The supposed explanations of fractions fail to derive the rules of fractions from well stated premises. Students are led to believe that somehow the rules of fractions or their very definition comes from the purported explanations. However, they don’t.
As students struggle to go from the supposed premises to the rules of fractions they fail. So they decide they are not good at fractions.
It never occurs to students that the math ed establishment is pushing a false pedagogy on them that in fact represents itself as doing more than it does. The students accept the authority of the schools and textbooks that the supposed explanations of fractions should lead to the rules for fractions that are actually taught and tested.
Since the rules that are taught and tested don’t follow from the supposed explanations, the student has to conclude, they don’t get math. So they mentally drop out of math. This happens when fractions are introduced.
If students were told that fractions were an invention that can be applied but not derived then they would not feel that they were not getting it. Pizza is an application of fractions not the source of fraction rules.

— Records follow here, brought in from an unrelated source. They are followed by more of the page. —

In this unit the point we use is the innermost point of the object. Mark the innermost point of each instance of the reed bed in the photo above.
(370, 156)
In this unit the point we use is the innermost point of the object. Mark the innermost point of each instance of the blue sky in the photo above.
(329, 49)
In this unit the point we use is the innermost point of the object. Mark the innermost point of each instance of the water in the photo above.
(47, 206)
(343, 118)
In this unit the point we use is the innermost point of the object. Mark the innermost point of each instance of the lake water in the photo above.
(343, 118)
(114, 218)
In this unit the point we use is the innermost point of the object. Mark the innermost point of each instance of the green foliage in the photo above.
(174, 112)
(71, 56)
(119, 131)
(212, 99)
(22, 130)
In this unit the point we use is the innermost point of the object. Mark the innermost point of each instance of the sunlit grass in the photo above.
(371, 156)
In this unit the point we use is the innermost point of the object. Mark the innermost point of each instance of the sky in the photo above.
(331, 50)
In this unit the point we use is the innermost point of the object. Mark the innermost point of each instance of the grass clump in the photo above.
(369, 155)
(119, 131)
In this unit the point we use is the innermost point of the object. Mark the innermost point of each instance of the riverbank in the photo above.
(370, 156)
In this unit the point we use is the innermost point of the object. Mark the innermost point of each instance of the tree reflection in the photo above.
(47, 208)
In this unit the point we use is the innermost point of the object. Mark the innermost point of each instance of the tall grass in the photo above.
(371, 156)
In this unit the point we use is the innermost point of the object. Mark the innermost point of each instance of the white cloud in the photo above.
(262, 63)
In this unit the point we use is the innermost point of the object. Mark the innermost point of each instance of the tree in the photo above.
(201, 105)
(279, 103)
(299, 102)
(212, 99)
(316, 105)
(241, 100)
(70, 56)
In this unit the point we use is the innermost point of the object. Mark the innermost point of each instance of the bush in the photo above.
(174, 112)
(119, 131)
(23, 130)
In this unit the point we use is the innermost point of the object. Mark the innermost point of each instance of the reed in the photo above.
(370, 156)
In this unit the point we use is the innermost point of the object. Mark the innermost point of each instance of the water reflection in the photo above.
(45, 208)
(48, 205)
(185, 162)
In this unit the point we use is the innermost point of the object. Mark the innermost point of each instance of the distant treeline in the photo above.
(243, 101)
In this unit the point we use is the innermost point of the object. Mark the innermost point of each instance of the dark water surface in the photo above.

Any application of fractions to geometry is a model that consists of the following parts at a minimum.
- The geometric figure is considered to be made of points.
- These points are modeled using fractions, i.e. we have a rational point set.
- The rules of fractions already exist.
- We define the geometric figure as a type of set of rational numbers on a line or pairs of rational numbers in the plane.
- We then use the rules of fractions to work out the rules of the geometric object modeled as a set of fractions.
Students are instead taught the opposite. They are told the geometric figure exists and has properties already. They are told these then imply the rules for fractions. However, this is false and so the student is confused. They are in fact blocked. So they either memorize the rules or drop out.